The only other actor with a substantial role is Clare-Hope Ashitey as Willow, a police officer with some information on Victor’s real identity. She appears about half-way through the film proper, though is hinted at earlier; her appearance is a breath of fresh air for the film, as she brings an energy and verve that the story desperately needs at that point. Even Moyer, who is floundering for most of the time before, gets a jolt of energy during this portion. But this is primarily the Moyer and Meany performances, and their chemistry never makes that challenge really spark.

A bright spot worth calling out is that many portions of this extended discussion are shot far more compellingly than the material asks for. The cinematographer Andrew Rodger really relishes the locale he has been given, using streams of light through stained glass to create a moody atmosphere. His collaboration with Beton creates frames that allow for both a sense of majesty and constraint, a visual trick that follows along as the plot evolves.

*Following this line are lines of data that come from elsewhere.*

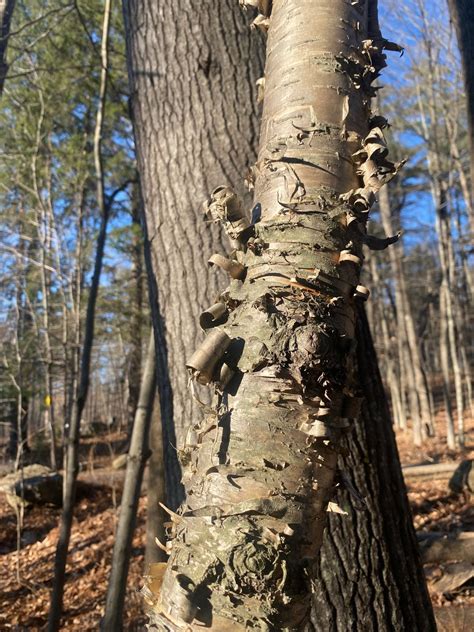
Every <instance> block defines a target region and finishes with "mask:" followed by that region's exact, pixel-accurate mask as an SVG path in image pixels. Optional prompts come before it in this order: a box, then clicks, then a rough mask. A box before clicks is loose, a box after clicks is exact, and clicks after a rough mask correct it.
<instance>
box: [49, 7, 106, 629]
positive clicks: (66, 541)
mask: <svg viewBox="0 0 474 632" xmlns="http://www.w3.org/2000/svg"><path fill="white" fill-rule="evenodd" d="M111 2H112V0H105V7H104V21H103V30H102V44H101V61H102V70H101V81H100V93H99V106H98V111H97V118H96V127H95V134H94V163H95V172H96V186H97V205H98V207H99V211H100V228H99V233H98V236H97V244H96V251H95V261H94V271H93V274H92V280H91V285H90V288H89V295H88V298H87V312H86V319H85V328H84V340H83V346H82V357H81V367H80V375H79V383H78V386H77V391H76V392H75V394H74V401H73V405H72V410H71V422H70V427H69V428H66V437H65V439H66V454H65V460H66V463H65V467H64V469H65V477H64V491H63V509H62V512H61V519H60V526H59V539H58V544H57V547H56V556H55V560H54V579H53V590H52V593H51V605H50V611H49V617H48V632H57V630H59V628H60V623H61V614H62V608H63V594H64V584H65V582H66V561H67V554H68V549H69V541H70V539H71V529H72V520H73V513H74V503H75V499H76V486H77V475H78V473H79V439H80V426H81V417H82V412H83V410H84V407H85V404H86V399H87V392H88V390H89V376H90V365H91V354H92V345H93V342H94V324H95V307H96V303H97V295H98V292H99V285H100V276H101V272H102V262H103V258H104V250H105V241H106V237H107V226H108V221H109V217H110V210H111V208H110V203H109V202H108V201H106V199H105V192H104V174H103V158H102V127H103V119H104V112H105V102H106V96H107V82H108V36H109V29H110V10H111ZM77 309H80V306H79V305H78V306H77Z"/></svg>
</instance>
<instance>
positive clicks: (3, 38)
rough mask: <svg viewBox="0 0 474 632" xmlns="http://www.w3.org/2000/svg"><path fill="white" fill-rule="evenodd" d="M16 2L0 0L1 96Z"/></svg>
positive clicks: (1, 94) (5, 76) (6, 73)
mask: <svg viewBox="0 0 474 632" xmlns="http://www.w3.org/2000/svg"><path fill="white" fill-rule="evenodd" d="M15 2H16V0H0V96H1V95H2V92H3V86H4V84H5V77H6V76H7V72H8V64H7V62H6V59H5V58H6V53H7V46H8V38H9V36H10V24H11V20H12V16H13V10H14V8H15Z"/></svg>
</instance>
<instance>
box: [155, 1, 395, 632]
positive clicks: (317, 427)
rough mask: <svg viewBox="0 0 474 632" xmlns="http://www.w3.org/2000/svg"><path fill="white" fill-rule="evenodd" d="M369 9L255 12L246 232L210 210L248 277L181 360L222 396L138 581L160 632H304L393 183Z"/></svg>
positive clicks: (355, 384)
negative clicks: (250, 206)
mask: <svg viewBox="0 0 474 632" xmlns="http://www.w3.org/2000/svg"><path fill="white" fill-rule="evenodd" d="M244 4H247V5H252V6H256V5H257V4H258V5H259V6H258V7H257V8H259V9H261V7H260V3H255V2H245V3H244ZM367 8H368V2H367V0H364V1H362V0H361V1H360V2H358V3H348V2H342V1H341V0H338V1H337V2H334V1H333V0H320V2H317V3H315V2H314V1H313V0H274V2H273V3H272V4H271V13H269V15H266V14H265V15H264V14H263V13H262V14H261V15H262V16H263V17H264V18H265V20H267V21H268V25H269V31H268V51H267V67H266V79H265V84H266V94H265V99H264V111H263V121H262V132H261V141H260V152H259V156H258V161H257V164H256V165H255V167H254V169H253V170H252V181H253V183H254V189H255V206H254V212H253V213H252V221H251V222H250V221H249V220H248V219H247V216H246V213H245V212H244V210H243V208H242V205H241V203H240V201H239V200H238V199H237V197H236V196H235V194H234V193H233V192H232V191H231V190H230V189H229V188H228V187H225V186H224V187H219V188H218V189H216V190H215V191H214V192H213V194H212V196H211V199H210V201H209V202H208V203H207V204H206V205H205V212H206V215H207V216H208V217H209V218H210V219H211V220H212V221H218V222H221V223H222V225H223V227H224V229H225V230H226V231H227V233H228V235H229V238H230V240H231V244H232V247H233V248H235V249H236V251H238V253H239V254H238V257H239V258H238V262H239V263H240V264H241V265H242V267H243V268H244V269H245V277H244V276H242V277H241V278H235V277H234V278H232V280H231V282H230V285H229V287H228V288H227V290H226V291H225V292H224V294H223V295H222V297H221V299H220V300H221V301H222V302H223V303H225V305H226V312H227V313H226V322H225V323H223V324H222V325H219V326H217V327H214V328H213V329H212V330H211V332H210V333H209V334H208V337H207V338H206V340H205V341H204V343H203V345H202V346H201V347H200V349H199V350H198V351H197V352H196V353H195V354H194V355H193V356H192V357H191V359H190V360H189V361H188V363H187V366H188V367H189V369H190V371H191V374H192V376H193V378H194V379H196V380H197V381H199V382H200V383H203V384H208V383H211V382H212V383H213V384H214V385H215V389H216V398H215V410H214V411H213V412H211V413H210V414H209V416H208V417H207V418H206V419H205V420H204V421H203V422H202V424H199V425H194V426H193V427H192V432H191V433H190V435H189V439H188V440H187V445H186V446H185V450H184V451H182V452H181V457H182V460H183V467H184V468H185V469H184V481H183V482H184V484H185V486H186V501H185V503H184V505H183V506H182V507H181V509H180V512H179V516H174V517H173V516H172V520H171V522H170V523H169V525H168V530H169V536H170V538H171V545H170V546H171V551H170V561H169V563H168V565H167V567H166V569H165V568H164V567H163V566H159V567H157V568H156V573H155V572H154V573H152V575H151V577H150V578H148V580H147V585H146V588H145V591H146V597H147V601H148V603H149V605H150V610H151V613H150V616H151V620H152V622H153V624H154V625H155V627H156V628H157V629H160V630H169V631H171V630H182V629H187V630H198V629H201V628H202V627H204V628H207V629H211V630H220V631H223V630H251V629H255V630H268V631H270V630H302V629H304V626H305V624H306V622H307V620H308V615H309V609H310V595H311V592H312V590H313V589H315V588H316V583H317V578H316V576H315V568H316V560H317V555H318V551H319V548H320V545H321V539H322V534H323V529H324V525H325V522H326V511H327V508H328V503H329V501H330V499H331V497H332V495H333V490H334V486H335V484H336V478H335V475H336V473H337V457H338V454H339V453H340V452H341V448H340V444H341V438H342V437H343V435H344V434H345V433H347V432H348V431H349V429H350V427H351V425H352V424H353V422H354V420H355V419H356V418H357V416H358V414H359V409H360V404H361V397H360V392H359V388H358V384H357V380H356V376H355V356H354V351H355V341H354V337H355V336H354V325H355V318H356V306H357V301H359V300H366V299H367V298H368V295H369V290H368V289H367V288H365V287H364V286H362V285H360V283H359V274H360V268H361V265H362V262H363V252H362V247H363V244H364V243H366V242H371V243H372V244H373V243H374V242H373V238H371V237H369V236H367V234H366V228H365V223H366V221H367V217H368V211H369V209H370V206H371V204H372V203H373V201H374V199H375V193H376V191H377V190H378V189H377V186H378V184H379V178H383V177H384V174H385V172H386V171H388V170H390V169H392V172H393V168H391V167H389V166H388V165H389V163H388V161H387V152H388V150H387V147H386V144H385V140H384V137H383V127H386V125H385V124H384V122H383V121H382V120H377V122H378V123H380V124H379V125H375V119H374V118H372V119H371V112H370V96H371V95H372V94H373V90H372V87H371V83H372V81H373V80H374V78H375V77H376V76H377V74H378V72H379V70H380V68H381V67H383V65H384V58H385V56H384V54H383V49H384V48H393V47H391V45H390V44H389V43H387V42H386V40H383V39H381V38H378V39H369V24H368V18H367ZM341 33H343V34H344V38H342V39H341V37H340V34H341ZM371 121H372V122H371ZM367 163H369V164H367ZM363 165H366V166H365V167H364V166H363ZM256 209H258V210H256ZM353 222H356V225H357V227H358V228H357V233H354V227H353V226H351V224H352V223H353ZM354 235H356V236H357V238H355V237H354ZM231 276H232V275H231ZM218 309H219V310H220V309H221V308H220V307H219V308H218ZM208 311H209V310H208ZM331 509H332V510H334V509H335V508H334V507H333V506H332V507H331Z"/></svg>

It is admirable to try a stylistic swing like this. As mentioned in the examples above, when these sort of trappings work, they can create a texture and additional layer that expands the otherwise straightforward narrative. By contrast, Confession feels constrained by its limitations, not elevated. It is entirely possible that the film’s lean cast and constricted locales were a COVID-protocol or even budgetary concern. But these sorts of things have been worked around to brilliant effect before. Here, a few key elements really hinder a film that has interesting ideas but nowhere to put them. Ultimately it is a film that could potentially be something special and unique in the hands of a more intentional auteur and cast. As it stands, it is a promising curio that falls well short of its ambition.